The Department of Revenue reported Wednesday the state’s April collections were $92 million less than analysts had forecast less than two weeks ago. More than $89 million of the shortfall was in individual income taxes related to federal changes in calculating capital gains on investments and other income.
Revenue Secretary Nick Jordan blamed President Barack Obama’s administration and changes made to the federal tax code that expired on Jan. 1, 2013.
Jordan says other states have seen similar declines in revenue collections, including Michigan which saw revenues drop 42.6 percent.
The April totals were announced as legislators returned to Topeka to finish work on the state budget and other issues.
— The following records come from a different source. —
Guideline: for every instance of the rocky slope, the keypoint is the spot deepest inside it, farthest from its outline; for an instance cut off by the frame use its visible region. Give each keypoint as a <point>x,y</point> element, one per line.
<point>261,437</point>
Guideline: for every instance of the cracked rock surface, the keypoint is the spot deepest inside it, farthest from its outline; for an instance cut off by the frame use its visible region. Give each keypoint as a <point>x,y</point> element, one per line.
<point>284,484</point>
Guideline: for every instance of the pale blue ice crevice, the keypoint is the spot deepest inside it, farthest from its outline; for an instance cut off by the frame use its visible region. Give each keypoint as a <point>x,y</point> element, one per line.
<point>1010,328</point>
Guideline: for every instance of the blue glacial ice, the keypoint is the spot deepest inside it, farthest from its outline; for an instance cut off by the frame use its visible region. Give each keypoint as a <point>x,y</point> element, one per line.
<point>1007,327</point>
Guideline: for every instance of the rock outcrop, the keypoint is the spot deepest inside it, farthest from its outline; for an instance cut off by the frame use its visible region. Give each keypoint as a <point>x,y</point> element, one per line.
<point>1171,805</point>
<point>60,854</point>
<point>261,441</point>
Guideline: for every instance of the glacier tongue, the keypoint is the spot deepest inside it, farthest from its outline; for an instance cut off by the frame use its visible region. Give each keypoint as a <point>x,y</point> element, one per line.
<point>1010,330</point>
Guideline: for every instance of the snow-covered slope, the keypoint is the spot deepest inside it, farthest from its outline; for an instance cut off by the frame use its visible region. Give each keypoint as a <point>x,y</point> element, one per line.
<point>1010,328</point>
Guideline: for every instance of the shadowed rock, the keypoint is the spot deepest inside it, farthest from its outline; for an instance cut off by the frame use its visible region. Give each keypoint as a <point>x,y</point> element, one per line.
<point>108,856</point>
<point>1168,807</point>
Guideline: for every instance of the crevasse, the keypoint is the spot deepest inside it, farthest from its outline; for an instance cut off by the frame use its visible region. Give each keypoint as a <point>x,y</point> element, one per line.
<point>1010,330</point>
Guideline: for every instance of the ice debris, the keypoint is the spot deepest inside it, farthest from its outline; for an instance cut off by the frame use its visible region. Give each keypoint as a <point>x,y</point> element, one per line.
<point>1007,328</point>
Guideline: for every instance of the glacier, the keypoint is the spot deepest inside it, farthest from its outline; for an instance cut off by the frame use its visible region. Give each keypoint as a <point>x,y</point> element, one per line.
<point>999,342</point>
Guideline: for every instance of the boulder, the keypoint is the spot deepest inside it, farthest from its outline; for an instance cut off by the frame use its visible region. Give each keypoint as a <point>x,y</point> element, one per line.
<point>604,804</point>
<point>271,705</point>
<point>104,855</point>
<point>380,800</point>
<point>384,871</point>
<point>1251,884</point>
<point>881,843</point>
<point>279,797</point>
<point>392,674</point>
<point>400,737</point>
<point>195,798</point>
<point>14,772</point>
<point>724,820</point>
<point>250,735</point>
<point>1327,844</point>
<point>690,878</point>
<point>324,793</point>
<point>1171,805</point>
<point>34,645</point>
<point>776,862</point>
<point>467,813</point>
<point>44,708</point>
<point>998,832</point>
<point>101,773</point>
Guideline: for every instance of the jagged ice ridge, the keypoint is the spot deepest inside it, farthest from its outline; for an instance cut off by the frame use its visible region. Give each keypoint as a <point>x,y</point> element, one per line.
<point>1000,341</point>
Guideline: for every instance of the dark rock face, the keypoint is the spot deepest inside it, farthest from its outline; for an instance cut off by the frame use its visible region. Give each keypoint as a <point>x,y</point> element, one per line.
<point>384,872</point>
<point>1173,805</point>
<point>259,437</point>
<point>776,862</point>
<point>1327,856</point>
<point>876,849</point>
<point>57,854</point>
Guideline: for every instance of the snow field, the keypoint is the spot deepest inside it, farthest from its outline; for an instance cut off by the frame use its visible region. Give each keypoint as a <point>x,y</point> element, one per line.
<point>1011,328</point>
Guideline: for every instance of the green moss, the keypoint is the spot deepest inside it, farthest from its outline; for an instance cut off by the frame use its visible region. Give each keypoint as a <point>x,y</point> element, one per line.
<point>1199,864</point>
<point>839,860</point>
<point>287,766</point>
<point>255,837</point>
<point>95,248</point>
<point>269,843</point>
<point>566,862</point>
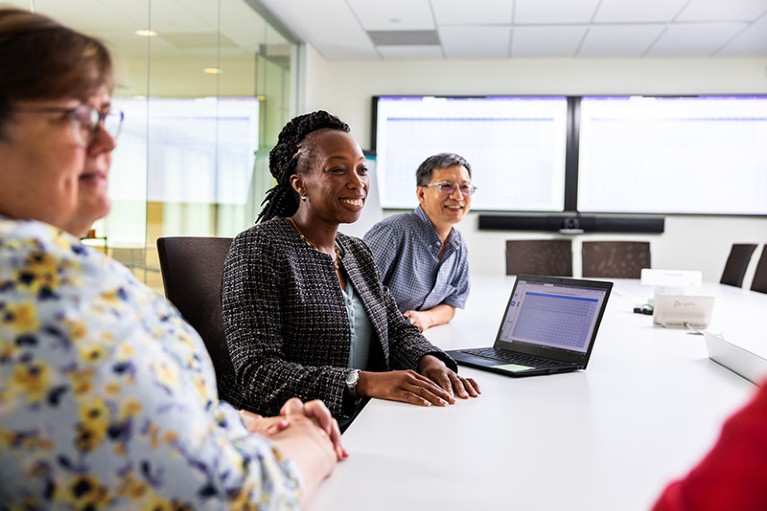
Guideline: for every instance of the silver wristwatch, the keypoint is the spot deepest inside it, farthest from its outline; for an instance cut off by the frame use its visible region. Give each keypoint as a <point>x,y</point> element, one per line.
<point>352,378</point>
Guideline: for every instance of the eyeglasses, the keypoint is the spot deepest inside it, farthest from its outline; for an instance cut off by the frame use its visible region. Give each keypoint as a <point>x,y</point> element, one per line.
<point>86,120</point>
<point>448,188</point>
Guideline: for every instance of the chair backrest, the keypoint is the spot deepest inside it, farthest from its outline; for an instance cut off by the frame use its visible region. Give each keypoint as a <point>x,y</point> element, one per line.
<point>760,274</point>
<point>539,257</point>
<point>192,269</point>
<point>737,263</point>
<point>615,259</point>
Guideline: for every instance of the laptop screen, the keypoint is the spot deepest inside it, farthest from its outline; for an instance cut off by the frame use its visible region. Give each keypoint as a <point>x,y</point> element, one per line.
<point>555,315</point>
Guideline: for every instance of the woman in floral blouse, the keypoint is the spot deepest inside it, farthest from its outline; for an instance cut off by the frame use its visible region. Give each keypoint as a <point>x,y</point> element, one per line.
<point>107,397</point>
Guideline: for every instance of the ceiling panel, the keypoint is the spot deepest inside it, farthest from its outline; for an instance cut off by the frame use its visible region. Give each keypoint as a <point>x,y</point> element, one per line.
<point>476,12</point>
<point>688,39</point>
<point>622,41</point>
<point>554,11</point>
<point>167,16</point>
<point>468,42</point>
<point>337,29</point>
<point>751,42</point>
<point>528,42</point>
<point>410,52</point>
<point>723,10</point>
<point>633,11</point>
<point>393,14</point>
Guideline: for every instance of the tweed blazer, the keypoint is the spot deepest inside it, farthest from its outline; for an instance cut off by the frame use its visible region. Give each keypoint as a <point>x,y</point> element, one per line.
<point>287,326</point>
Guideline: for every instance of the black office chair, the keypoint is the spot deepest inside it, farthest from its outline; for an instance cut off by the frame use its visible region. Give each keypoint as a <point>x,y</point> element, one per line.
<point>615,259</point>
<point>539,257</point>
<point>760,275</point>
<point>737,263</point>
<point>192,269</point>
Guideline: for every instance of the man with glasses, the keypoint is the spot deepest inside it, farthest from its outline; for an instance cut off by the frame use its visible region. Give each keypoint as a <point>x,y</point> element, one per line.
<point>422,259</point>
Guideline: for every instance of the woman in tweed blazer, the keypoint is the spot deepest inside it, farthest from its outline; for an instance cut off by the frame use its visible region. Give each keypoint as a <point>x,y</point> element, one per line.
<point>305,312</point>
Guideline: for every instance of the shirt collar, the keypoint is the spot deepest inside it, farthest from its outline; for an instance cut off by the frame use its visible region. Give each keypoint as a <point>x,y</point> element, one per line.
<point>428,227</point>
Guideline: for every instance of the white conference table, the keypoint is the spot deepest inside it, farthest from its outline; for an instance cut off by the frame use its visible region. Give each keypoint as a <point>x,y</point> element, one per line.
<point>649,405</point>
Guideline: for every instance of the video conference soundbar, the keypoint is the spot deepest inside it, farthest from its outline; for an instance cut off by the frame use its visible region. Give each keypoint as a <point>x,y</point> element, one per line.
<point>572,224</point>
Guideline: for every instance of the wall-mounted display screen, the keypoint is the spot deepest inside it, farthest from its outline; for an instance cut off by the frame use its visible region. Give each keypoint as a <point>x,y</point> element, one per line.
<point>684,155</point>
<point>516,146</point>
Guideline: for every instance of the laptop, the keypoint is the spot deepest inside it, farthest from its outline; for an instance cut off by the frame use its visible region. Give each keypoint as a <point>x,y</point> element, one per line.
<point>682,311</point>
<point>549,326</point>
<point>738,360</point>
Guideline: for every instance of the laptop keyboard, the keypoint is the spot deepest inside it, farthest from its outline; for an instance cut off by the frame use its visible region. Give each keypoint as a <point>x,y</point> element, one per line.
<point>511,357</point>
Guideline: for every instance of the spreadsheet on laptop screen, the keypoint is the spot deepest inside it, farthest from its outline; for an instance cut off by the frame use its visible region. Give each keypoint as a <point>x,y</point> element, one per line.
<point>553,315</point>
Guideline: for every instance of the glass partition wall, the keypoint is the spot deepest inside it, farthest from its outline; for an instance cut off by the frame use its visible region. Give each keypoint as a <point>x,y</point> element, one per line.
<point>205,86</point>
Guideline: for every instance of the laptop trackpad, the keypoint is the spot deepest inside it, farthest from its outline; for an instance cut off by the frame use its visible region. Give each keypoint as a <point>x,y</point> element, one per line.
<point>514,368</point>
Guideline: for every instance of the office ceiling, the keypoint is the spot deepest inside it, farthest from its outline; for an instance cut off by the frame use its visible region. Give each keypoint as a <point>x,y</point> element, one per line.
<point>502,29</point>
<point>198,29</point>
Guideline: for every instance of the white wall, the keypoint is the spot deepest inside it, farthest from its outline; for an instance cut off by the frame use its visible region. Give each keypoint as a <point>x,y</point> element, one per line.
<point>700,243</point>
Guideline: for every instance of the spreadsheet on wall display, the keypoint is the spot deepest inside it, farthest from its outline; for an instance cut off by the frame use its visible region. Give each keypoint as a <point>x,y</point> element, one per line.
<point>516,147</point>
<point>703,154</point>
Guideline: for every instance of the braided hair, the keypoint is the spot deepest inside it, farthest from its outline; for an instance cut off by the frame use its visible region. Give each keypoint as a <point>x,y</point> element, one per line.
<point>290,157</point>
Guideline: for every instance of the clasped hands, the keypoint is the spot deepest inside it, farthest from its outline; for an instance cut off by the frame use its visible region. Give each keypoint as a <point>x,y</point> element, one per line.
<point>312,418</point>
<point>434,384</point>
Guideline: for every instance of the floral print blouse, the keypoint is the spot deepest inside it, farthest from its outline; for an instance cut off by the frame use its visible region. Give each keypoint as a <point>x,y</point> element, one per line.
<point>108,397</point>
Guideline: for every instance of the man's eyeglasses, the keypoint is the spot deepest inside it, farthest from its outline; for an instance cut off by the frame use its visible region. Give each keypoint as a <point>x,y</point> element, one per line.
<point>86,120</point>
<point>448,188</point>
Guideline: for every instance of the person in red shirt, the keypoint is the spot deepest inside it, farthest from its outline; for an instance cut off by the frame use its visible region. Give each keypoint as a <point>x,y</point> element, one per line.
<point>733,475</point>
Governor Brownback’s statement on revenue report:
“What we are seeing today is the effect of tax increases implemented by the Obama administration that resulted in lower income tax payments and a depressed business environment.
“Many taxpayers took advantage of capital gains and other income in the 2012 tax year to take advantage of favorable tax rates set to expire Jan. 1, 2013. The failed economic policies of the Obama administration are affecting states throughout the nation. It is more important than ever that we continue our focus on growing jobs and creating a business-friendly environment that benefits Kansans.
“Our pro-growth economic policies have resulted in one of the lowest unemployment rates in the nation and the creation of more than 50,000 new jobs since January 2011.”